The co-trained retriever effectively identifies relevant latent states without the high computational cost of per-head retrieval mechanisms.
Using separate LoRA weights for memory updates and memory generation facilitates better learning of the distinct 'compression' and 'reading' tasks.
📚 Prerequisite Knowledge
Prerequisites
Transformer Architecture (Decoder-only)
Latent Space Representation
Key-Value (KV) Caching
Low-Rank Adaptation (LoRA)
Key Terms
Latent-Space Memory: Storing information as high-dimensional vectors (hidden states) rather than raw text or discrete tokens.
Short-Term Memory (STM): A fixed-size memory pool kept on the GPU (denoted as theta) containing the most recent context states.
Long-Term Memory (LTM): A scalable memory pool kept on the CPU (denoted as Theta) containing older states evicted from STM.
Co-trained Retriever: A retrieval module trained simultaneously with the language model to select relevant hidden states based on the current context.

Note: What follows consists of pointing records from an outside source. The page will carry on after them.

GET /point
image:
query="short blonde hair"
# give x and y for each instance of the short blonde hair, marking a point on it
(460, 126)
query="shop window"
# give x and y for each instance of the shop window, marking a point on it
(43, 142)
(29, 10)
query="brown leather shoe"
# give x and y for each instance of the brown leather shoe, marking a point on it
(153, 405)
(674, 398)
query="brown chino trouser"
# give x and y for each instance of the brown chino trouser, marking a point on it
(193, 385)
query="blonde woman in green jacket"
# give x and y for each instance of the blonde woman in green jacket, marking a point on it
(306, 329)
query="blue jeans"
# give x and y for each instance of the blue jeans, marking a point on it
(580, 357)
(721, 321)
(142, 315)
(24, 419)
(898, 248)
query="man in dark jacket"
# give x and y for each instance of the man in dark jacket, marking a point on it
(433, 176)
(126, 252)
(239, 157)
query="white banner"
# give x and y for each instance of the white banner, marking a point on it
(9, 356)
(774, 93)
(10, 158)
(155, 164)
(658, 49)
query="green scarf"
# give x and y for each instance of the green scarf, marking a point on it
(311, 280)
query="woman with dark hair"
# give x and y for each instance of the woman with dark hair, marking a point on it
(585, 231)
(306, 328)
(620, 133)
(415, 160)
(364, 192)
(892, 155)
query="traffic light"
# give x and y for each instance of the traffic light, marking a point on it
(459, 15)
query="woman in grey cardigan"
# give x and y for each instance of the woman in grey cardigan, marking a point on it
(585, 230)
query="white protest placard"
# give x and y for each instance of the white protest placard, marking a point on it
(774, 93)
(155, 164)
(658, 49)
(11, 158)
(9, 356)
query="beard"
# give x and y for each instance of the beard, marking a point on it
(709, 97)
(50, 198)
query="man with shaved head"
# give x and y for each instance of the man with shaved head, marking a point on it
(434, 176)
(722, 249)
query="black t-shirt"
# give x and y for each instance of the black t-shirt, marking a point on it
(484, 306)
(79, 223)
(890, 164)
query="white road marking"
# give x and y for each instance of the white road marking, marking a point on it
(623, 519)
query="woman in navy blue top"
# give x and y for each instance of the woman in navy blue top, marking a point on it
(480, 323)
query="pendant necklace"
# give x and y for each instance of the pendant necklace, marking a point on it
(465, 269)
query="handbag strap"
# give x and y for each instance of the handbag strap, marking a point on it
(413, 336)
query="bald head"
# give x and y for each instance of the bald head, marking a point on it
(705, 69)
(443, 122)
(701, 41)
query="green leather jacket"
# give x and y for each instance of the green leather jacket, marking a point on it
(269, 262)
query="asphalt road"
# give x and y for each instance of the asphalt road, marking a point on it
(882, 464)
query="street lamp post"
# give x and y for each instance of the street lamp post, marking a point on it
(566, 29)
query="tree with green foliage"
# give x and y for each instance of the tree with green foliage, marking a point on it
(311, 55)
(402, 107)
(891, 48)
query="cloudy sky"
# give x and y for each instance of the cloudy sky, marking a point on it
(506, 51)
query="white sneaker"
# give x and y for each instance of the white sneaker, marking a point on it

LoRA: Low-Rank Adaptation—a parameter-efficient fine-tuning technique that freezes pre-trained weights and injects trainable rank decomposition matrices.
SlimPajama: A large-scale, deduplicated dataset used for training LLMs, specifically used here for long-context curriculum training.
Contrastive Loss: A training objective that pulls positive pairs (relevant memory) closer and pushes negative pairs (irrelevant memory) apart in the embedding space.